Нашлось еще несколько мальчиков, читавших Робинзона, все хвалили эту книгу, я был обижен, что бабушкина сказка не понравилась, и тогда же решил прочитать Робинзона, чтобы тоже сказать о нем — это чушь!
На другой день я принес в школу «Священную историю» и два растрепанных томика сказок Андерсена, три фунта белого хлеба и фунт колбасы. В темной маленькой лавочке у ограды Владимирской церкви был и Робинзон, тощая книжонка в желтой обложке, и на первом листе изображен бородатый человек в меховом колпаке, в звериной шкуре на плечах, — это мне не понравилось, а сказки даже и по внешности были милые, несмотря на то что растрепаны.
Во время большой перемены я разделил с мальчиком хлеб и колбасу, и мы начали читать удивительную сказку «Соловей» — она сразу взяла всех за сердце.
«В Китае все жители — китайцы, и сам император — китаец», — помню, как приятно удивила меня эта фраза своей простой, весело улыбающейся музыкой и еще чем-то удивительно хорошим.
Мне не удалось дочитать «Соловья» в школе — не хватило времени, а когда я пришел домой, мать, стоявшая у шестка со сковородником в руках, поджаривая яичницу, спросила меня странным, погашенным голосом:
— Ты взял рубль?
— Взял; вот — книги…
Сковородником она меня и побила весьма усердно, а книги Андерсена отняла и навсегда спрятала куда-то, что было горше побоев.
Несколько дней я не ходил в школу, а за это время вотчим, должно быть, рассказал о подвиге моем сослуживцам, те — своим детям, один из них принес эту историю в школу, и, когда я пришел учиться, меня встретили новой кличкой — вор. Коротко и ясно, но — неправильно: ведь я не скрыл, что рубль взят мною. Попытался объяснить это — мне не поверили, тогда я ушел домой и сказал матери, что в школу не пойду больше.
Сидя у окна, снова беременная, серая, с безумными, замученными глазами, она кормила брата Сашу и смотрела на меня, открыв рот, как рыба.
— Ты — врешь, — тихо сказала она. — Никто не может знать, что ты взял рубль.
— Поди спроси.
— Ты сам проболтался. Ну, скажи — сам? Смотри, я сама узнаю завтра, кто принес это в школу!
Я назвал ученика. Лицо ее жалобно сморщилось и начало таять слезами.
Я ушел в кухню, лег на свою постель, устроенную за печью на ящиках, лежал и слушал, как в комнате тихонько воет мать.
— Боже мой, боже мой…
Терпения не стало лежать в противном запахе нагретых сальных тряпок, я встал, пошел на двор, но мать крикнула:
— Куда ты? Куда? Иди ко мне!..
Потом мы сидели на полу, Саша лежал в коленях матери, хватал пуговицы ее платья, кланялся и говорил:
— Бувуга, — что означало: пуговка.
Я сидел, прижавшись к боку матери, она говорила, обняв меня:
— Мы — бедные, у нас каждая копейка, каждая копейка…
И всё не договаривала чего-то, тиская меня горячей рукою.

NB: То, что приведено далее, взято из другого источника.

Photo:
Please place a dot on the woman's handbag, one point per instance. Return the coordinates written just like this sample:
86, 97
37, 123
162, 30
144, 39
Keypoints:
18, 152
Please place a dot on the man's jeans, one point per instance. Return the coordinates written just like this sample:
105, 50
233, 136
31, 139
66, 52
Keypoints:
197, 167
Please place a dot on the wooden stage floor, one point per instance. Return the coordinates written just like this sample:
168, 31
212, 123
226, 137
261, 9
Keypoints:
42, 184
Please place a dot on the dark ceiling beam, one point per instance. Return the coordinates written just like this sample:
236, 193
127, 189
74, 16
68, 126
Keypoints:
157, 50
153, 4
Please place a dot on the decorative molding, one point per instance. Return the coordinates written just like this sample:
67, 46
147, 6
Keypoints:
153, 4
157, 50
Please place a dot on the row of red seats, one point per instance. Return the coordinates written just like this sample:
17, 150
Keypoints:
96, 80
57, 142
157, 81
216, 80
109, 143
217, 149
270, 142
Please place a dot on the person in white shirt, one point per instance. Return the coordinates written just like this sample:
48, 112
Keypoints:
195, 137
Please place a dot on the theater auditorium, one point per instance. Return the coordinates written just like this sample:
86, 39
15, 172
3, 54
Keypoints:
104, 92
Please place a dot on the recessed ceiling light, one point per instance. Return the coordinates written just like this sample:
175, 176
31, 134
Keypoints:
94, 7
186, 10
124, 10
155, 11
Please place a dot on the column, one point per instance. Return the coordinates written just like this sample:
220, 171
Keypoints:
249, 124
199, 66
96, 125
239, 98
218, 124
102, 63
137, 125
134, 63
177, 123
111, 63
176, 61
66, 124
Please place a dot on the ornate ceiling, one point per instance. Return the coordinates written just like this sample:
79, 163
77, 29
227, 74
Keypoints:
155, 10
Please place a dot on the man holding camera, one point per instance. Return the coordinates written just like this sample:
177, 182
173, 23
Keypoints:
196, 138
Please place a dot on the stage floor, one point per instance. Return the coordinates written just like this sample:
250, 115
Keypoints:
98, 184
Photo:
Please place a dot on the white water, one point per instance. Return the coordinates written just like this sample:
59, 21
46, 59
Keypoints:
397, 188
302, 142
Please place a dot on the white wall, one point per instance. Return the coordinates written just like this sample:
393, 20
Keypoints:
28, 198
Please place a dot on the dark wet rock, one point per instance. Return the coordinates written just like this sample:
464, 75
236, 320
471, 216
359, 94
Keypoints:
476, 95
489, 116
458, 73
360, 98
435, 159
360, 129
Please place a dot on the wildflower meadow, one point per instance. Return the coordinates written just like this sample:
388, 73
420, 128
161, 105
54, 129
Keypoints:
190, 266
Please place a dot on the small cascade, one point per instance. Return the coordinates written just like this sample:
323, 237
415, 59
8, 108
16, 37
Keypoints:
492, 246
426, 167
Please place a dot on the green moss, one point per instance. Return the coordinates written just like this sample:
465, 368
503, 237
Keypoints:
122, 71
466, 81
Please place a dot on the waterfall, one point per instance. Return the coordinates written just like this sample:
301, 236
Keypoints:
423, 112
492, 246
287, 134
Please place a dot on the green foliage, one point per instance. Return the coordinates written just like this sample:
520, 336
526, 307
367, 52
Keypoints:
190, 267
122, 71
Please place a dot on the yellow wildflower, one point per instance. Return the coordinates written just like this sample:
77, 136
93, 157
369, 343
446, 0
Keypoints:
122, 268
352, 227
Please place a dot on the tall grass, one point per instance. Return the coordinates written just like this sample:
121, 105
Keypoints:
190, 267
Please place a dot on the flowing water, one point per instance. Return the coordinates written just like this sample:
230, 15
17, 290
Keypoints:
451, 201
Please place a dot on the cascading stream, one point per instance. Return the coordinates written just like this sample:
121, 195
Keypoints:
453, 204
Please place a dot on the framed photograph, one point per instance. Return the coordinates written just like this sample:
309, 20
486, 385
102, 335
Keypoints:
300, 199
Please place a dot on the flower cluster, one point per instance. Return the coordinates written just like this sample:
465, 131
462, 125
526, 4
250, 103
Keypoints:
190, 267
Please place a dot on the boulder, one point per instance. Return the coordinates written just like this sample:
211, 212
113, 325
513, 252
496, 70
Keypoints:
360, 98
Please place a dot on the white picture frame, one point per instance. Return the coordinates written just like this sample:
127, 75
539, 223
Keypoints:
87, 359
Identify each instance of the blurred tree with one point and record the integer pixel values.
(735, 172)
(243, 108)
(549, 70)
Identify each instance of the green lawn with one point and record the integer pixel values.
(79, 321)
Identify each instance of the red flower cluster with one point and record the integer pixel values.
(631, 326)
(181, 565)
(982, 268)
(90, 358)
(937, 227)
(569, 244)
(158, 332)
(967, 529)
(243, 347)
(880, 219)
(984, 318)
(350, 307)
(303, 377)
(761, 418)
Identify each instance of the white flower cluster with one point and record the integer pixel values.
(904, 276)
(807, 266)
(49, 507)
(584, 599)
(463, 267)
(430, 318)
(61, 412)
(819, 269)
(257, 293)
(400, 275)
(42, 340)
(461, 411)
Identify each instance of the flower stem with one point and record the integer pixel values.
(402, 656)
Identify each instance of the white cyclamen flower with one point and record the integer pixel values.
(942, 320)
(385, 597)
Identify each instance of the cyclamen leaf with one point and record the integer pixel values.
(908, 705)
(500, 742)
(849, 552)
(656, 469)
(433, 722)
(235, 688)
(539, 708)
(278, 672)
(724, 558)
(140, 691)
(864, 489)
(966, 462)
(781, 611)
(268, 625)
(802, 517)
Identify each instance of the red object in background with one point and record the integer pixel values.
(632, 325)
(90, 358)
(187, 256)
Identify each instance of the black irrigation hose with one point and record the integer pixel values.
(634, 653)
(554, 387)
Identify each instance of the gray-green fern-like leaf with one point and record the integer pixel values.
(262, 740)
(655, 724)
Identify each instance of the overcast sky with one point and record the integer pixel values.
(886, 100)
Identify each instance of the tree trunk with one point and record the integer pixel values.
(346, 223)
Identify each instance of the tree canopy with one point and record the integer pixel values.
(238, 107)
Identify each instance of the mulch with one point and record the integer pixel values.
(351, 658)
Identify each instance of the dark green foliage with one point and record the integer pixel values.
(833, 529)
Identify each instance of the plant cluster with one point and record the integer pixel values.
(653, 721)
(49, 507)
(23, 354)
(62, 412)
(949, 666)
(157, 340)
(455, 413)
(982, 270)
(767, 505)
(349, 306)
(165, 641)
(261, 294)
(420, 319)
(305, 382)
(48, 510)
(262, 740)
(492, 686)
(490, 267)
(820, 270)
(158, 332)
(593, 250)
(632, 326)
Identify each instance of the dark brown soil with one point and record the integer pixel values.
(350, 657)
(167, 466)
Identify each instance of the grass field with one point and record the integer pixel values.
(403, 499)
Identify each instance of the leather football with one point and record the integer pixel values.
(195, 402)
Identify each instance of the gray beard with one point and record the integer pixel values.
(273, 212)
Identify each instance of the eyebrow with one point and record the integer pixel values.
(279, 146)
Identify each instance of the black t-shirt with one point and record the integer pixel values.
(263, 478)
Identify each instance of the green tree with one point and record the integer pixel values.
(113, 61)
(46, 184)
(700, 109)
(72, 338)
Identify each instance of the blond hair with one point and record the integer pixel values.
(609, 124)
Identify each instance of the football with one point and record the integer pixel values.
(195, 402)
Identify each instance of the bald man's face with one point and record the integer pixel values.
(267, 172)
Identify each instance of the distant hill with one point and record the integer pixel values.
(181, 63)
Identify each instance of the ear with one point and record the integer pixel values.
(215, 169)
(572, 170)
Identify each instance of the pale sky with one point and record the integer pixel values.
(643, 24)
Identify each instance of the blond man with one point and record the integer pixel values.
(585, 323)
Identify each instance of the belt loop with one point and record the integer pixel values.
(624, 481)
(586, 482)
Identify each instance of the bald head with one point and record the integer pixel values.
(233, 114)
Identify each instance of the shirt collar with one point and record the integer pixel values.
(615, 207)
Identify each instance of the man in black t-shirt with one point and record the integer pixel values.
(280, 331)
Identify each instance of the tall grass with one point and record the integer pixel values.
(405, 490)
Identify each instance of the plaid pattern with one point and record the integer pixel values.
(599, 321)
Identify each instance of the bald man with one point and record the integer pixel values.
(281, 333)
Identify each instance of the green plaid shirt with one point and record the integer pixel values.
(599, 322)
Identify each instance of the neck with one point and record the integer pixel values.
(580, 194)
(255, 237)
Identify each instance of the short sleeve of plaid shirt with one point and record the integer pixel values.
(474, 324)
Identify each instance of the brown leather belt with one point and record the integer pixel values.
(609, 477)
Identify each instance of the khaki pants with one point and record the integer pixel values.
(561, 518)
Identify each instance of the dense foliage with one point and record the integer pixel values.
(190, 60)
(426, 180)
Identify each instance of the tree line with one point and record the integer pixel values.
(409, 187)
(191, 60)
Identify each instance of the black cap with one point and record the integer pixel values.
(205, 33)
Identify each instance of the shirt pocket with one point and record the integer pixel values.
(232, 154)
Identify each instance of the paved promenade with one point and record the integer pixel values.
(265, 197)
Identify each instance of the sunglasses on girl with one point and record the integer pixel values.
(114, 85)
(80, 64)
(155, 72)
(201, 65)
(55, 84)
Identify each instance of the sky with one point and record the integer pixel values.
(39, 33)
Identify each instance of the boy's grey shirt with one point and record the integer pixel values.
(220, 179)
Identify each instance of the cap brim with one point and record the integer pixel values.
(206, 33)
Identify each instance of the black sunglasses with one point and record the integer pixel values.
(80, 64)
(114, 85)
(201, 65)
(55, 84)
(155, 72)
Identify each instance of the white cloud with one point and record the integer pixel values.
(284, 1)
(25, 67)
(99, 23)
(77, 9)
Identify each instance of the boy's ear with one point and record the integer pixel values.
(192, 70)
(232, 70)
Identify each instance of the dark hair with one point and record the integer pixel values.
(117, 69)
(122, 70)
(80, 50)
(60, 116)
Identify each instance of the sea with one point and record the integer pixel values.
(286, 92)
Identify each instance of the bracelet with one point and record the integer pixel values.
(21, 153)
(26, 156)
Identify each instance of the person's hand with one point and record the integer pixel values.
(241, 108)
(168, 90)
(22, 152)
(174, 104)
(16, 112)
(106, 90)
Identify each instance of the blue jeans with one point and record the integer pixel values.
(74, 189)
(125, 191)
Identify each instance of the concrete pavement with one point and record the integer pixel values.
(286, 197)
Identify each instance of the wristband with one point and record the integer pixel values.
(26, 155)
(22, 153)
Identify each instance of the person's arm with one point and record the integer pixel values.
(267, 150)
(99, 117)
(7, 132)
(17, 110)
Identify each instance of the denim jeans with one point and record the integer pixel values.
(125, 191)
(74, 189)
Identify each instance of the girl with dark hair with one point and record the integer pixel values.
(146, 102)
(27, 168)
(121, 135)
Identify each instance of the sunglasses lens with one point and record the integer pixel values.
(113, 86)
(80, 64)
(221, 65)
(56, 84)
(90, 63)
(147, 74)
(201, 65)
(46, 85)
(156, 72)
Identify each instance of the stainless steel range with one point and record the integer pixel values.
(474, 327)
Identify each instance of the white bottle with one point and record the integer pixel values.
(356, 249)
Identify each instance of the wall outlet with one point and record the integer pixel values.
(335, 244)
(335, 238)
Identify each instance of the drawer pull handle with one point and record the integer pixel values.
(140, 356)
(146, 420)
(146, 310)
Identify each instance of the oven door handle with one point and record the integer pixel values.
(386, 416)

— Экая дрянь… дрянь! — вдруг сказала она слова, которые я уже слышал от нее однажды.
Саша повторил:
— Дянь!
Странный это был мальчик: неуклюжий, большеголовый, он смотрел на всё вокруг прекрасными синими глазами, с тихой улыбкой и словно ожидая чего-то. Говорить он начал необычно рано, никогда не плакал, живя в непрерывном состоянии тихого веселья. Был слаб, едва ползал и очень радовался, когда видел меня, просился на руки ко мне, любил мять уши мои маленькими мягкими пальцами, от которых почему-то пахло фиалкой. Он умер неожиданно, не хворая; еще утром был тихо весел, как всегда, а вечером, во время благовеста ко всенощной, уже лежал на столе. Это случилось вскоре после рождения второго ребенка, Николая.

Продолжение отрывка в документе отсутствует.